Version 6.0 of
FMS offers the following significant enhancements:
- Support for NVIDIA GPU processors. On systems equipped with GPUs, FMS automatically
detects them and divides the work between the CPUs and GPUs. GPUs can provide an order of magnitude or more
in performance, cost/performance and power reduction. Several
FMS Parameters
have been
added to control the options available with GPUs.
- The
Dashboard Performance Report
has been added to provide a WEB based report as FMS jobs are running.
The information includes current details on the CPUs, GPUs, Memory, Disks, Files, Software, Subroutine calls
and System usage. In addition Performance data showing the progress of the calculation and rate of
performing useful work (matrix terms filled, flops, etc.) is also included.
- Subroutines
FMSPSH and
FMSPOP
have been added to allow you to instrument your subroutines. By placing a call to FMSPSH and the beginning
of the routine and FMSPOP at the end, FMS will compute the amount of time spent in that
routine. In additon your subroutine will be available for monitoring using the
Dashboard performance reports.
- Subroutines
FMSILG, FMSRLG, FMSCLG
have been added to allocate memory that is local to a processor. Using local memory can improve
performance on machines with several processors, especially NUMA machines. When the memory is no
longer required, subroutines
FMSILR, FMSRLR, FMSCLR can be called to return it.
- The license file is now named fmslic.txt. License files named fmslic.52 will not work with version 6.0.
New FMS Subroutines
- FMSPSH
Add your subroutine to the FMS call stack.
- FMSPOP
Remove your subroutine from the FMS call stack.
- FMSILG, FMSRLG, FMSCLG
Allocate integer, real or complex memory local to each processor.
- FMSILR, FMSRLR, FMSCLR
Return the integer, real or complex local memory that was allocated.
New FMS Parameters
- MAXGPU
Determines the number of GPUs to use.
- GPUFL
Controls the use of GPUs.
- GPUPR
Determines how much information is printed about the GPUs.
- ICHUNK
Controls how data is distributed among the GPUs.
- IMMPCT
Specifies the percentage of work done by the CPUs during matrix multiply computations.
- ITRPCT
Specifies the percentage of work done by the CPUs during triangle solve computations.
- MAXEVT
Read-only. Returns the maximum number of events that were recorded during a single call to a
GPU routine.
- CUPATH
Path to the nvidia-smi program.
- IOLAST
Physically reserve file space when a file is opened by writing to the end of the file.

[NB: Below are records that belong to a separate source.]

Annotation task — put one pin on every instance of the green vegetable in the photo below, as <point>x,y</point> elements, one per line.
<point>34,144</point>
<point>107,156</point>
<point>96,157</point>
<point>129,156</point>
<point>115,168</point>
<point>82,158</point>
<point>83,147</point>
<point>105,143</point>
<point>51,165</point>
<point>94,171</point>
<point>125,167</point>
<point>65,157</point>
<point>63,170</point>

NOTE: On version 5.2 the default was to write to the end of the file. On version
6.0 the default is NOT to write to the end of the file since this can take a considerable
amount of time for large files. Setting this Parameter to 1 will cause the same behavior
as version 5.2.
New Example Problems
- EXAMPLE_21
This example illustrates the use of the matrix multiply routine
FMSMM
- EXAMPLE_22
This example is used to measure disk performance.
- EXAMPLE_23
This example shows how OpenMP and FMS calls can be mixed.